Ogni riferimento plurale o singolare è improprio perché Telefon Tel Aviv è un progetto che nasce nel 2001 a Chicago dall’incontro di due musicisti americani: Charles W. Cooper e Joshua Eustis; poi nel gennaio del 2009 Cooper scompare, e il suo corpo viene ritrovato il giorno successivo senza vita.
Dopo aver abbandonato il progetto per un certo periodo, Joshua Eustis nel 2013 comunica sul sito dei Telefon Tel Aviv che un album uscirà di lì a breve; di fatto oggi Eustis si esibisce da solo e alterna pezzi vecchi a pezzi nati dal nuovo assetto da solista.
Per la performance di ieri al Monk, Eustis ha preparato un percorso che parte da suoni gracchianti che ricordano le vecchie pellicole. L’obiettivo sembra quello di farti piombare in un universo datato, come a voler creare un arco temporale. La parte centrale è composta di pezzi pieni di suoni di natura diversa, che creano quegli effetti spaziali che rendono subito riconoscibile il progetto, poi arriva la cassa dritta, arrivano i bassi bassissimi di quelli che ti appiccicano i vestiti al corpo.
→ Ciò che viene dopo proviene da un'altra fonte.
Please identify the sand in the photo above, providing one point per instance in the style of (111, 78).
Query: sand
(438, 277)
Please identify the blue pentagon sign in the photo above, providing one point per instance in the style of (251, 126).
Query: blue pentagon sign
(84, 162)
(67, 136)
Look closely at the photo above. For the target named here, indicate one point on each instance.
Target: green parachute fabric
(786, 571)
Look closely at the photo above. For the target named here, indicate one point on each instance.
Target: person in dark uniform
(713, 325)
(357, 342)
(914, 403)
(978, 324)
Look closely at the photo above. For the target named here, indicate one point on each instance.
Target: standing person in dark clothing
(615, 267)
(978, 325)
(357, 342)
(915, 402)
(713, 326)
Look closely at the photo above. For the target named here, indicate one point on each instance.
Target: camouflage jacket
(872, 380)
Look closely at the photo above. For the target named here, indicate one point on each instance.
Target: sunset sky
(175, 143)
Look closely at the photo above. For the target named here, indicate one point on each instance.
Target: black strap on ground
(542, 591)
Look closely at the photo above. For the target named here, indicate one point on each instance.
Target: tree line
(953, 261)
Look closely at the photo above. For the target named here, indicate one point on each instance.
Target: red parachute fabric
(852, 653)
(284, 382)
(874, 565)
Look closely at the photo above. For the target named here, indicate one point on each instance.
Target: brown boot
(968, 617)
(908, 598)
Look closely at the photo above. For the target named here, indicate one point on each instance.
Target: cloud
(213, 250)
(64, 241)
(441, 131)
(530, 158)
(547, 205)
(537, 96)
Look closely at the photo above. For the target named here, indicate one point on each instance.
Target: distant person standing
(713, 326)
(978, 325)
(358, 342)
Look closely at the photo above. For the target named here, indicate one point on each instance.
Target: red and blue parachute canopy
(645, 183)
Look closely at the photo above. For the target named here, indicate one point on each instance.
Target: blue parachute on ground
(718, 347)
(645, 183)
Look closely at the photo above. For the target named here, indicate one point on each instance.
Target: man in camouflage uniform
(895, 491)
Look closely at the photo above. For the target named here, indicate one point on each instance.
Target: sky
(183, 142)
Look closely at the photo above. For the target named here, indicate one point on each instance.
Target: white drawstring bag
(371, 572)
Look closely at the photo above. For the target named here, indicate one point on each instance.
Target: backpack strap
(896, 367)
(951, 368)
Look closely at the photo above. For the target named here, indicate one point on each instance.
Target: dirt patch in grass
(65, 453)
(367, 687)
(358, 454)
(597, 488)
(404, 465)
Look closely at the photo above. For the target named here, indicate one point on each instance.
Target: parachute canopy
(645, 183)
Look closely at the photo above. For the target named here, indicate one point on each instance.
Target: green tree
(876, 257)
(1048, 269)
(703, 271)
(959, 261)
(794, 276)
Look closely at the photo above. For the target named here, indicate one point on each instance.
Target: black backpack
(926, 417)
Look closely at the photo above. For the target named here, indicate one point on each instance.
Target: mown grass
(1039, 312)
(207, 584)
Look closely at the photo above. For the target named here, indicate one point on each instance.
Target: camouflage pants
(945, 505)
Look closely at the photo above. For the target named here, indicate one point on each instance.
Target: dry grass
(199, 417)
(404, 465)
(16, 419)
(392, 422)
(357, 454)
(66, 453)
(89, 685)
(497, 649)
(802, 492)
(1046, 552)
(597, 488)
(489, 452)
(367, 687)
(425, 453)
Il percorso si chiude con suoni ampi, interventi vocali che sembrano femminili. Si torna alla natura, ai boschi, a cieli più ampi.
Il pubblico è inizialmente gelato. Eustis è serioso per buona metà della performance, poi si ferma, saluta il pubblico, dice quelle due cose in italiano, sorride. Riprende a suonare e a qualcuno viene persino voglia di ballare, ma solo un po’.
Rimane la solita perplessità sulla musica elettronica contemplativa. Resta una cosa per pochi eletti, e la riconosce (quella ben fatta) solo chi la fa. È interessante, è lucida, è complessa, ti prende un secondo e poi ti molla, ma troppo spesso non parla di te, e non parla di nessuno.